Eli Lilly and Co reported lower-than-expected sales for its top-selling diabetes drug Trulicity on Tuesday and said it expects further hits from price declines in the United States, sending its shares down 3 percent.
The company cited a number of challenges for the year including increased generic competition for drugs such as erectile dysfunction treatment Cialis and the global withdrawal of its cancer drug Lartruvo.
Under intensifying pressure from lawmakers to lower drug prices, Lilly agreed to offer a half-priced version of insulin injection Humalog earlier this year.
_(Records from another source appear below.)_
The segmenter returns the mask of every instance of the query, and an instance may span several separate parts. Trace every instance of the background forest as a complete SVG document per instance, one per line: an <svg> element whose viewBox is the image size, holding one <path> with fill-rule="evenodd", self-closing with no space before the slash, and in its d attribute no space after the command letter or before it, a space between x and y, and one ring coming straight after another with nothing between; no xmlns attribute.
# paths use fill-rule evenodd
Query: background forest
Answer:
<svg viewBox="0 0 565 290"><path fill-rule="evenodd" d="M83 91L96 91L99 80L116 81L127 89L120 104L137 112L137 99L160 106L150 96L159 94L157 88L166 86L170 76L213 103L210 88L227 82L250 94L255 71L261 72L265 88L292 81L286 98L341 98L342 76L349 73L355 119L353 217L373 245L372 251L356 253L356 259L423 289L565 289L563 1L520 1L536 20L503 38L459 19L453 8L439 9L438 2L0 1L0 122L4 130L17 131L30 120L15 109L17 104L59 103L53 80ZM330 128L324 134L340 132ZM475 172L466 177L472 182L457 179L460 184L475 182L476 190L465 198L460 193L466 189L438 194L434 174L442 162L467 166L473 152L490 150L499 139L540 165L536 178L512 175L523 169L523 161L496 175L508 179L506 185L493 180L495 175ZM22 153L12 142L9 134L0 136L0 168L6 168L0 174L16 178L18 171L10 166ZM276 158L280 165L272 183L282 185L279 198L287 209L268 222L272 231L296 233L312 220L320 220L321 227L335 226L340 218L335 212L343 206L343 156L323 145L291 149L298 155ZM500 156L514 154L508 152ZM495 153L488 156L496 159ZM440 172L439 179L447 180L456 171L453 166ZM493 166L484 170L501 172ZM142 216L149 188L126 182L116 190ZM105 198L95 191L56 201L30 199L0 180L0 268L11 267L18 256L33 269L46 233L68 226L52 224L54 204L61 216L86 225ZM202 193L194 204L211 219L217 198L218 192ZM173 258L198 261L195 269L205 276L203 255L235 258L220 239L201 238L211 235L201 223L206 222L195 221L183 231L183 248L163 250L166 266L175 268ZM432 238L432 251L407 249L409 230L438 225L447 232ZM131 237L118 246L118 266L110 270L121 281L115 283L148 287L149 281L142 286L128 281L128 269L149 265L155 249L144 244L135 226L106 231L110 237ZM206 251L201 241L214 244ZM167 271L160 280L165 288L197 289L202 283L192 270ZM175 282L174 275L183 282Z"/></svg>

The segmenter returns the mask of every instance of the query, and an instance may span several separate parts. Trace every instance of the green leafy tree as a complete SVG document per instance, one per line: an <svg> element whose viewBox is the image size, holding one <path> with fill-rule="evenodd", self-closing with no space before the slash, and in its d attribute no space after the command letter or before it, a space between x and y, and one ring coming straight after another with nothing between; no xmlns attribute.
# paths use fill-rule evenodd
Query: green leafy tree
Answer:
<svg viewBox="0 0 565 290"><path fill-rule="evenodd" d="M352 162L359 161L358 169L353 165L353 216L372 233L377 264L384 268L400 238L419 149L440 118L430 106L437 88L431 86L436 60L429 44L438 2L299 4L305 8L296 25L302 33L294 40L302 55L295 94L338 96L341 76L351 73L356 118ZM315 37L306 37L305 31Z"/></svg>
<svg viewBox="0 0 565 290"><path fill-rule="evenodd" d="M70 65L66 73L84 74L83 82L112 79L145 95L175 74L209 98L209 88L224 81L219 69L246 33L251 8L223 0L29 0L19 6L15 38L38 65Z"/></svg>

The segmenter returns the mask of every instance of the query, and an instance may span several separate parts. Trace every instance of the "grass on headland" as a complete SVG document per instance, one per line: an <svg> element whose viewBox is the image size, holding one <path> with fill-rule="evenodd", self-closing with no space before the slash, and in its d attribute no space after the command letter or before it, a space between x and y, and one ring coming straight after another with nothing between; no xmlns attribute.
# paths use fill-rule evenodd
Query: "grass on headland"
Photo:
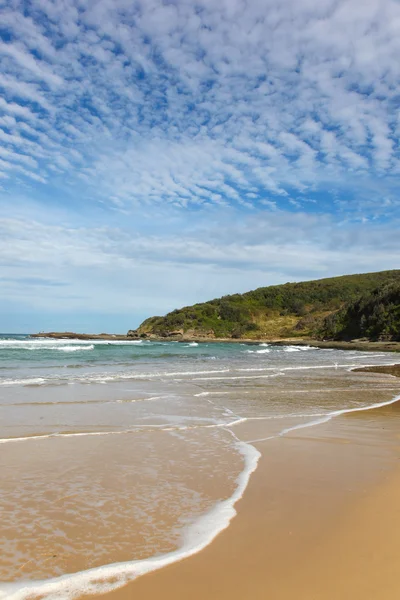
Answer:
<svg viewBox="0 0 400 600"><path fill-rule="evenodd" d="M138 335L400 339L400 271L263 287L150 317Z"/></svg>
The drugmaker is one of the three main global providers of insulin products.
Revenue was also hit by Lilly’s programs that allow patients to try new drugs as insurance companies weigh coverage decisions, Chief Financial Officer Josh Smiley told Reuters.
Trulicity brought in $879.7 million in the first quarter, missing the average analyst estimate of $952 million, partly hurt by lower realized prices and changes in estimates to rebates and discounts in the United States.
Sales of psoriasis treatment Taltz, considered one of Lilly’s growth drivers, came in at $252.5 million, also falling short of analysts’ estimates.
“The results will … lead to some pressure on Lilly shares today given the underperformance of Trulicity and Taltz,” said Credit Suisse analyst Vamil Divan.
Sales of Cialis dropped 38 percent to $308.2 million as the drug continues to suffer from increased generic competition.
Lilly said it now expects 2019 revenue to come in between $22.0 billion and $22.5 billion, lower than its prior forecast of $25.1 billion to $25.6 billion. Analysts had expected $22.17 billion.
The forecast takes into account the recent completion of the spin-off of Lilly’s animal health unit Elanco, Lilly said.
The company, however, raised its adjusted earnings forecast by 5 cents to a range of $5.60 to $5.70, beating the average analyst estimate of $5.63.
Net income more than tripled to $4.24 billion, or $4.31 per share, in the quarter ended March 31, as the company benefited from a $3.7 billion gain from its spin-off of animal health unit Elanco.
Excluding items, the company earned $1.33 per share, beating the average estimate of $1.31, according to IBES data from Refinitiv.
Revenue rose to $5.09 billion, but missed estimates of $5.13 billion.